Calculating entropy
I was reading something and it mentioned in passing that you can convert from base 10 to base 2 by simply dividing by the base to convert to, and then collecting the remainder digits. So for base 10 to base 2 conversion you simply keep dividing by two and collecting the remainders. I'd never heard of that before, so I had to try it out in code immediately, as it seemed like magic. I spent a few minutes coming up with some code to test it out and yes, it works! I then went off on a bit of a tangent...
It seems like the sort of thing that should be doable in 3 lines or so, but my version is a bit long-winded. It also seems like it should be amenable to recursion too.

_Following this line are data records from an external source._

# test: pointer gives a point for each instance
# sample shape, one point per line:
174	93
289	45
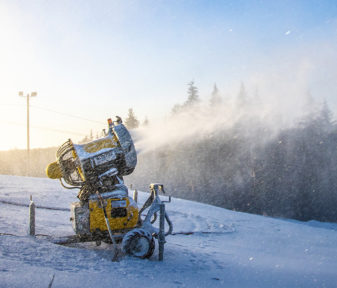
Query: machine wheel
138	243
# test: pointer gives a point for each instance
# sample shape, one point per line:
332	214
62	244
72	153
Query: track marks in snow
188	222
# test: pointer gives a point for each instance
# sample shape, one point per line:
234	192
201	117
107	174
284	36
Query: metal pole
135	195
28	145
31	217
161	236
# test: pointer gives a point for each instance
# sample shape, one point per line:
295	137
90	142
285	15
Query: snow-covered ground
228	249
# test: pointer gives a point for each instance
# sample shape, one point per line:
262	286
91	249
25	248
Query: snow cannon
105	211
81	165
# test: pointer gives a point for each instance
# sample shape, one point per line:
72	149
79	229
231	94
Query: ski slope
227	249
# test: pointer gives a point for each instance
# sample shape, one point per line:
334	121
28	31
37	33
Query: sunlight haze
90	60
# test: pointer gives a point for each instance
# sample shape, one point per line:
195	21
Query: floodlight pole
32	94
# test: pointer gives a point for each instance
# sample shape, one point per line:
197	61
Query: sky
90	60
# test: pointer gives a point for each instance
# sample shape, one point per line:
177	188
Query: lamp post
32	94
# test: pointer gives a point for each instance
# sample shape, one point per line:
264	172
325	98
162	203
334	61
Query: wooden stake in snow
31	217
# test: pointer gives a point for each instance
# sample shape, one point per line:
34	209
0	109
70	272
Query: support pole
161	236
135	195
31	217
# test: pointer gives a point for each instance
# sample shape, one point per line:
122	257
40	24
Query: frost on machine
105	212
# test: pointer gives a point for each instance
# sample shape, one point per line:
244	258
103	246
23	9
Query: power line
57	112
47	128
65	114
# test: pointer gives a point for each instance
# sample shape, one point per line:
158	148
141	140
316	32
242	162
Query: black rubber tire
138	243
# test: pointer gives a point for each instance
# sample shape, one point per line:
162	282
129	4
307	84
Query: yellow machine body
122	214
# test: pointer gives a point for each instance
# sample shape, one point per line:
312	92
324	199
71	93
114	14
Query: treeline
250	166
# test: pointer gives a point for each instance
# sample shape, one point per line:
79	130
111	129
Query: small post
161	236
135	195
31	217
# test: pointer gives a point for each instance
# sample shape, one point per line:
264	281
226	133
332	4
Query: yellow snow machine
105	211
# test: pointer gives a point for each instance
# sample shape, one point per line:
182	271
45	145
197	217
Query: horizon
91	61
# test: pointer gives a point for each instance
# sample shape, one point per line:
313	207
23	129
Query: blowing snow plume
240	155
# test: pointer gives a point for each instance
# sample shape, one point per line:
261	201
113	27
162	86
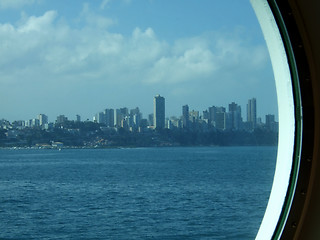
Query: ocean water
138	193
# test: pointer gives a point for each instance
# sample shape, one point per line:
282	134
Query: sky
81	57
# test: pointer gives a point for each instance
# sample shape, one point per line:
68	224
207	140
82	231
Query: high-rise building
159	112
61	119
185	116
220	122
235	116
43	119
109	117
252	113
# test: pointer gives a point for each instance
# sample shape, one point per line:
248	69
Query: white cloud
104	3
44	51
6	4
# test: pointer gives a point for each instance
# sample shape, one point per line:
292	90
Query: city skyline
79	57
116	115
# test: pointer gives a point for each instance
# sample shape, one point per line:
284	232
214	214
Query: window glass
148	119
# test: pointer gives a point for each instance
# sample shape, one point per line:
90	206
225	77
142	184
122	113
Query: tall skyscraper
185	116
43	119
235	116
159	112
252	113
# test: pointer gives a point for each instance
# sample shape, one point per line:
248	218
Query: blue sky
80	57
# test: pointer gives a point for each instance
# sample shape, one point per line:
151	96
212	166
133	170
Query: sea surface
138	193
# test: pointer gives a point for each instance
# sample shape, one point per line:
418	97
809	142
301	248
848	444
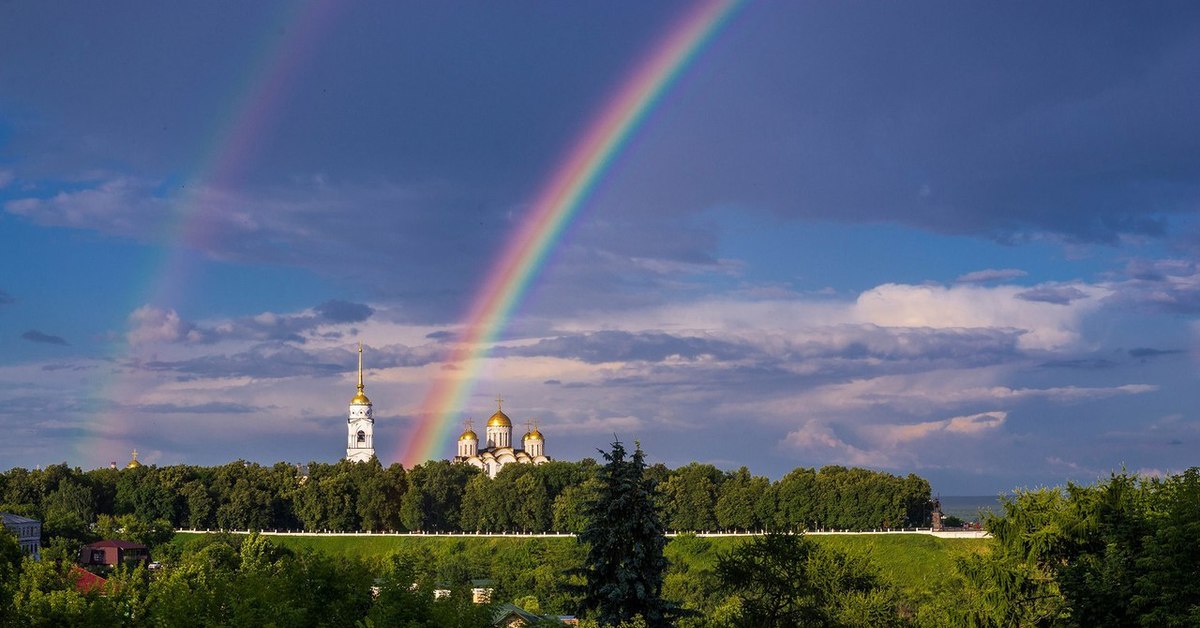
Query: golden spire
360	398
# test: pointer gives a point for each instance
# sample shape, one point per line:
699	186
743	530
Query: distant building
497	450
28	531
513	616
113	552
360	424
87	581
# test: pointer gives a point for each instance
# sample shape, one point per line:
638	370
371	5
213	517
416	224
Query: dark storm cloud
997	120
34	335
1163	285
1055	294
345	312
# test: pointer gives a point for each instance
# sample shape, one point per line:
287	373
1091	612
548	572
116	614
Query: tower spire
360	366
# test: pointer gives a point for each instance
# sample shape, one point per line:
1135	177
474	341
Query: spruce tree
625	538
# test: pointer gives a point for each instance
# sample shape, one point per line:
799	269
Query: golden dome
499	420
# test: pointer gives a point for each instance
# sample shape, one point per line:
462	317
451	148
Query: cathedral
498	449
496	452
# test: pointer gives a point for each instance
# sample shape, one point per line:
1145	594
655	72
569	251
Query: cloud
989	275
1054	294
151	326
34	335
209	407
345	311
618	346
279	359
1164	285
820	440
1147	352
1044	326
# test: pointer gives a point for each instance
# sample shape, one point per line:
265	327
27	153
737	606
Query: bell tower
360	424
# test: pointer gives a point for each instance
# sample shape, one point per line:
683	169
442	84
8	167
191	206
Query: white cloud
990	274
151	326
1047	326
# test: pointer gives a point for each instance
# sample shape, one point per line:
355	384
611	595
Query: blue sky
943	238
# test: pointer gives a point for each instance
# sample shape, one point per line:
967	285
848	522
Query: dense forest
442	497
1120	552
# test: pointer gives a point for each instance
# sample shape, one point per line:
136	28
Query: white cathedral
496	452
498	449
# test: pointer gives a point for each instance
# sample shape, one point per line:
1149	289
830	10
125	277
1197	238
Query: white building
28	531
360	424
497	450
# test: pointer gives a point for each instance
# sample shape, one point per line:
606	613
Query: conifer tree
625	538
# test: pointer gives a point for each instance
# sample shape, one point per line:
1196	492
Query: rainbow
567	190
229	149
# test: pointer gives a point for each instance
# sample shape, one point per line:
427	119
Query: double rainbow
558	202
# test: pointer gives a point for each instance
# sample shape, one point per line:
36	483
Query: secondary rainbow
189	228
558	202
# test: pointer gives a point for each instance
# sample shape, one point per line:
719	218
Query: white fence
943	533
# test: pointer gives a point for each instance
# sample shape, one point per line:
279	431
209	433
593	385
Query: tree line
439	496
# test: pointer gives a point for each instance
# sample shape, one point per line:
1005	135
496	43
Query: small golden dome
499	420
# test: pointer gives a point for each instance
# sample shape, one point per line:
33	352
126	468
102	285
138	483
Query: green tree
624	564
785	580
690	495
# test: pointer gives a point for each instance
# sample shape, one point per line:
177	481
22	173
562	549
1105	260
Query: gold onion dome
499	420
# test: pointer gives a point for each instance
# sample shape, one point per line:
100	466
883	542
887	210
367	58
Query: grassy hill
913	562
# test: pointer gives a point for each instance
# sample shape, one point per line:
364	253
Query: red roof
119	544
87	581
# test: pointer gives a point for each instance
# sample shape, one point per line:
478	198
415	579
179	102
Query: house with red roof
113	552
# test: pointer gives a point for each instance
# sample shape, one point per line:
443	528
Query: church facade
490	455
498	448
360	424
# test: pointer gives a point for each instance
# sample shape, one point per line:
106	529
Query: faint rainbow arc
557	203
245	121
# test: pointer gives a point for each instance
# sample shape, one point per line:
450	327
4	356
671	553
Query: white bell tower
360	425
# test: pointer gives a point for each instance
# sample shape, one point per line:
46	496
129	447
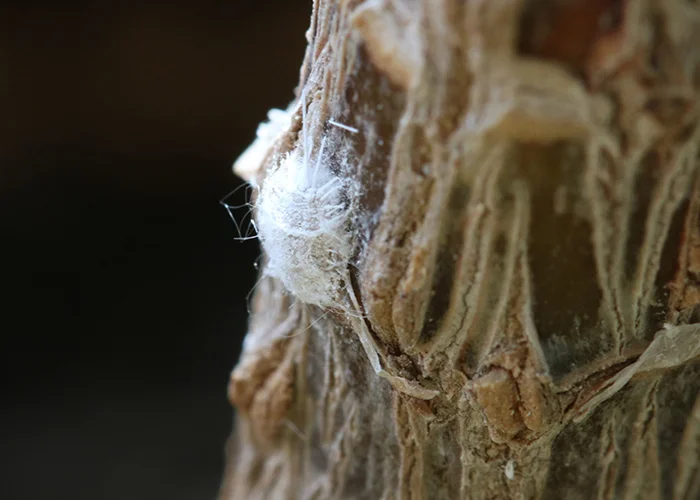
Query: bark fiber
527	260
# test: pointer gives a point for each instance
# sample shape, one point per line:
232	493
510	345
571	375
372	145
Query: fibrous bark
520	317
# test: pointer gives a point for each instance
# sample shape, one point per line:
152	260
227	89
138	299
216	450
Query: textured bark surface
526	267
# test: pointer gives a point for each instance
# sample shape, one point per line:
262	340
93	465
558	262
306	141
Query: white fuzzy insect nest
302	221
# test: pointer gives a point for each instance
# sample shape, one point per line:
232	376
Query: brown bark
520	317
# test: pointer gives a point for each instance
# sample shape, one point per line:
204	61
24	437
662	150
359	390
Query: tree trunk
490	288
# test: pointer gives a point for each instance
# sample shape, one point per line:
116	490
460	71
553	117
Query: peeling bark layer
524	317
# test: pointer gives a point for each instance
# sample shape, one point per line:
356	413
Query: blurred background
124	291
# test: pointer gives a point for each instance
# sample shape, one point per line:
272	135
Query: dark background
123	290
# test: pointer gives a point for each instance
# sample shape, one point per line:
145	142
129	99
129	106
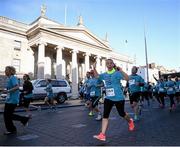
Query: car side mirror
38	85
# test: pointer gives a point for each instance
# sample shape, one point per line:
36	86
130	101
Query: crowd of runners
108	86
98	90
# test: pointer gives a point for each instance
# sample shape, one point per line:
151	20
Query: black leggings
108	104
171	96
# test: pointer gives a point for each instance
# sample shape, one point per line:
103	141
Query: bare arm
96	74
126	77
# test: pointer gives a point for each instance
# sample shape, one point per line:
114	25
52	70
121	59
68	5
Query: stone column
98	66
59	62
87	62
74	74
41	60
103	65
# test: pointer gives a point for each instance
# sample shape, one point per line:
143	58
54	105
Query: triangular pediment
81	34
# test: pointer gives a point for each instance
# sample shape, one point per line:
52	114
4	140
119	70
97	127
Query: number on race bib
110	92
132	82
92	93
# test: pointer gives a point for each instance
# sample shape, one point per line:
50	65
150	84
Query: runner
95	94
49	99
135	83
12	100
114	96
161	92
177	87
26	93
170	85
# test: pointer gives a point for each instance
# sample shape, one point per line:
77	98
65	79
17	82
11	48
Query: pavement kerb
39	108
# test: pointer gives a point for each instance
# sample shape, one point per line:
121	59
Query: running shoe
25	121
173	106
136	118
90	113
9	133
99	117
131	125
100	137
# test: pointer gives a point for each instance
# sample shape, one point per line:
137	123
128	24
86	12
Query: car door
39	88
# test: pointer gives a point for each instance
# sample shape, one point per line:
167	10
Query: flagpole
65	14
146	55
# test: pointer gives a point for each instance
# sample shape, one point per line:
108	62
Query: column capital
41	43
59	47
98	56
74	51
86	54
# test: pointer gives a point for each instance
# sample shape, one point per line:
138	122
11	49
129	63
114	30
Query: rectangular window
17	45
16	63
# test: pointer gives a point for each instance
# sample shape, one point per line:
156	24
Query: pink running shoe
100	137
131	125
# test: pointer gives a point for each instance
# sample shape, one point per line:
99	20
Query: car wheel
61	98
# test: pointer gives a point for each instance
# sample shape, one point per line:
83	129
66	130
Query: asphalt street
71	126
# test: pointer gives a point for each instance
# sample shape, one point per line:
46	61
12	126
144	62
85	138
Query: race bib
170	89
132	82
92	93
110	92
161	89
8	96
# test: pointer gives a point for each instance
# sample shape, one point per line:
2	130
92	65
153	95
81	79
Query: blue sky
121	19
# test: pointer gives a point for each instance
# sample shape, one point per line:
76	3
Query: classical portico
52	50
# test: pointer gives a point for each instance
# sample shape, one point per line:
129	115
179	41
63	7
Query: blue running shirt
112	85
95	90
12	97
133	80
170	87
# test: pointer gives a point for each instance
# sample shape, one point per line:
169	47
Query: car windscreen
56	83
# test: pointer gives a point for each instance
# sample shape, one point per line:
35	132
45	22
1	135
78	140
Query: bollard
39	108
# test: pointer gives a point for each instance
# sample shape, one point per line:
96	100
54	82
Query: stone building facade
47	49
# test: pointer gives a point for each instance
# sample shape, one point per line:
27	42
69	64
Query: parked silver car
61	89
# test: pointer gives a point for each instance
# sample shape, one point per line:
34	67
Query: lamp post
146	55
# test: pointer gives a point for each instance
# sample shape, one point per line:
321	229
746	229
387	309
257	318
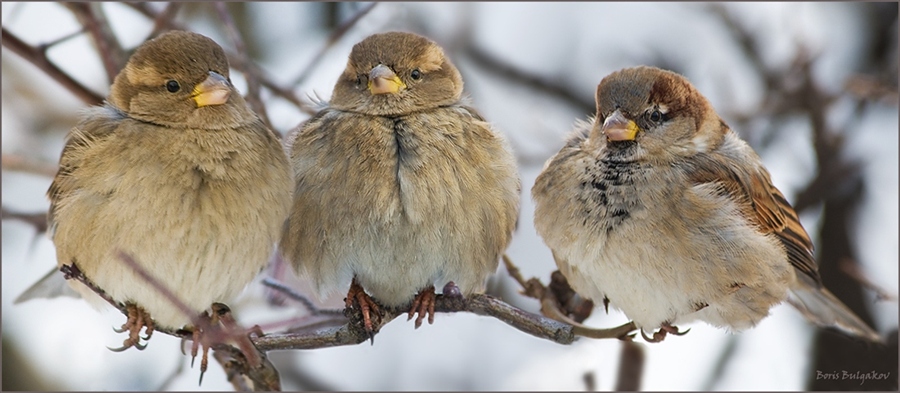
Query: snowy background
61	343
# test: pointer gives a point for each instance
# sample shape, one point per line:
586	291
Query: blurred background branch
793	96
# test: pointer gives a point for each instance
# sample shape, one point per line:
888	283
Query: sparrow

Anyway, here's some noddy code:
#include <stdio.h>
#include <stdlib.h>
#include <string.h>
// size hardcoded at 8 bits
void to_binary (int *bin_array, unsigned int num)
{
unsigned int base = 2;
unsigned int res, rem;
int i=7;
while (num > 0)
{
res = num / base;
rem = num % base;
bin_array[i] = rem;
i--;
num = res;
}
}
void clear_array (int *array)
{
for (int i = 0; i < 8; i++)
{
array[i] = 0;
}
}
void print_array (int *array)
{
for (int i = 0; i < 8; i++)
{
printf("%d", array[i]);
}
printf("\n");
}
int main (int argc, char **argv)
{
int bin_array[8];
clear_array(bin_array);
to_binary(bin_array, 19);
print_array(bin_array);
return 0;
}
It's then possible to take this silliness a step further and add a little tweak to tell us how many bits are required to code a number. This is the entropy of a number:
#include <stdio.h>
#include <stdlib.h>
#include <string.h>
#define BITS 8
void to_binary (int *bin_array, unsigned int num)
{
unsigned int base = 2;
unsigned int res, rem;
int i=BITS-1;
int entropy_bits = 0;
while (num > 0)
{
res = num / base;
rem = num % base;
bin_array[i] = rem;
i--;
num = res;
entropy_bits++;
}
printf("Entropy Bits: %d\n", entropy_bits);
}
void clear_array (int *array)
{
for (int i = 0; i < BITS; i++)
{
array[i] = 0;
}
}
void print_array (int *array)
{
for (int i = 0; i < BITS; i++)
{
printf("%d", array[i]);
}
printf("\n");
}
int main (int argc, char **argv)
{
int bin_array[BITS];
if (argc == 1)
{
printf("Example usage: to_binary 123\n");
exit(-1);
}
clear_array(bin_array);
to_binary(bin_array, atoi(argv[1]));
print_array(bin_array);
return 0;
}
A few runs of the program are shown here:
bash-3.2$ ./a.out 63
Entropy Bits: 6
00111111
bash-3.2$ ./a.out 244
Entropy Bits: 8
11110100
bash-3.2$ ./a.out 19
Entropy Bits: 5
00010011
bash-3.2$
There is a mathematical formula for calculating entropy. The following code shows this formula in action:
#include<stdio.h>
#include<stdlib.h>
#include<math.h>
int main (int argc, char **argv)
{
if (argc == 1)
{
printf("Example usage: entropy 123\n");
exit(-1);
}
double x = atof(argv[1]);;
double log2x = log10(x)/log10(2);
printf ("entropy: %f\n", log2x);
return 0;
}
You can then compare the output between the two programs:
bash-3.2$ ./to_binary 123
Entropy Bits: 7
bash-3.2$ ./entropy 123
entropy: 6.942515
bash-3.2$
You can see there is a slight mathematical 'glitch'. This can be fixed with the ceil() function, which basically rounds up to the nearest integer:
double log2x = ceil(log10(x)/log10(2));
Ah, but hang on, it looks like the formula might be wrong:
bash-3.2$ ./to_binary 4
Entropy Bits: 3
00000100
bash-3.2$ ./entropy 4
entropy: 2.000000
bash-3.2$
We'll need to look into that a bit more ...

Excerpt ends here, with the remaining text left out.